DNA microarrays have become an invaluable tool for researchers seeking to analyze large numbers of mRNAs in a given biological system. The parallel analysis of thousands of transcripts allows one to identify specific, regulated genes or to study large sets of genes over many treatment conditions. The benefit and utility of DNA microarrays is, however, completely dependent on the quality of the annotation information associated with each nucleic acid probe. The association of biological information with specific probes is required for context-specific regulation studies, exploration of biological pathways/gene ontologies, and transcription factor regulation analysis.
When attempting to interpret data from the Applied Biosystems 1700 Rat Genome Survey array, we found that many of the probe annotations did not link with public sources.

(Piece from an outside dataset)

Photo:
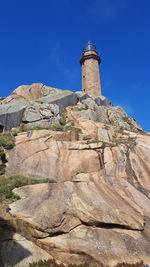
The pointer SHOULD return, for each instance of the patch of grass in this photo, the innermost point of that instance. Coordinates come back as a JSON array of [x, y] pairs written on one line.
[[52, 263], [83, 108], [8, 184], [60, 128], [62, 123], [2, 169], [7, 140], [86, 138]]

This problem seemed to be caused by two issues: First, the array manufacturer had designed the array using the Celera Discovery System1 (CDS) genome model of rat as well as Hidden Markov models (HHM)-based homologies to mouse and human annotations.2 The CDS genome was originally provided to end users as a subscription service, but was discontinued nearly two years ago. Probe annotations linked to the Celera genome and its transcripts have never been linked to public databases. Second, the rat genome, while completed by a public consortium almost two years ago, has lagged behind other mammalian models in the detail of its annotations.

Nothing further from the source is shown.